Harry had begun to weep when his wife told of the operations, and continued to sob bitterly.

“Did you and Mr. Thaw discuss the fate of other young women at the hands of Stanford White and did you tell him certain names?”

Mr. Jerome objected.

Mr. Delmas put another question:

“Did you and Mr. Thaw discuss the fate of the ‘pie girl?’”

“Yes, sir. It was in Paris in 1903. He asked me what other girls I knew of who had suffered at the hands of White. I told him I had heard of the ‘pie girl,’ whose name was known to both of us. A girl at the theater had told me about it and that night when White came to my dressing-room I asked him about it. He asked me where I had heard the story. I told him a girl had told me. Then he told me all about it.

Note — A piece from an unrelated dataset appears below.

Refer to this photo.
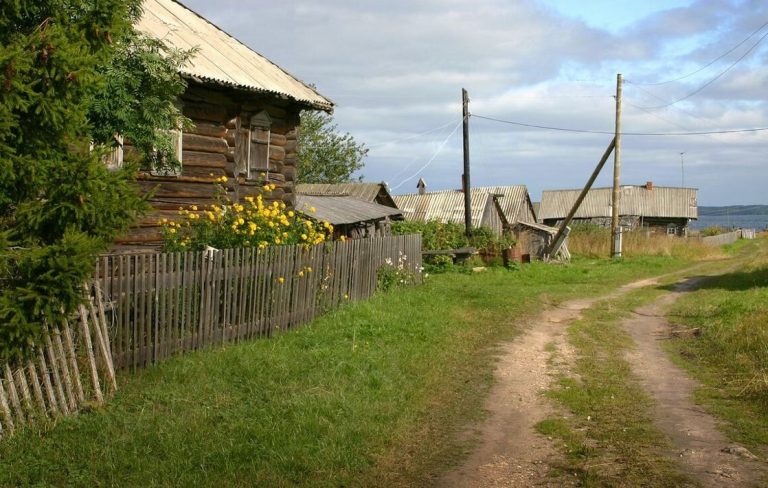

“There was a stag dinner, he said, and the girl was put in a big pie with a lot of birds. She was very young—about 15 years, I think he said. He also told me that the girl had a beautiful figure and wore only a gauze dress. He helped put her in the pie and fix it, and said it was the best stunt he ever saw at a dinner. When the girl jumped out of the pie the birds flew all about the room.

“‘But I came near getting into trouble about it,’ he said. ‘We put gold pieces in the girl’s shoes and in her dress and a lot of people heard of it. All the newspapers got hold of it. I stopped it at all the newspapers but one, but I could not stop it there. I got a friend to go see them, though, and we finally got them to stop it, too. We kept it out of the papers, but it was close.’”

“I told Mr. White I had heard he ruined the girl that night, but he only laughed.”

The names of other girls ruined by White were whispered by Mrs. Thaw to Jerome, but not made public.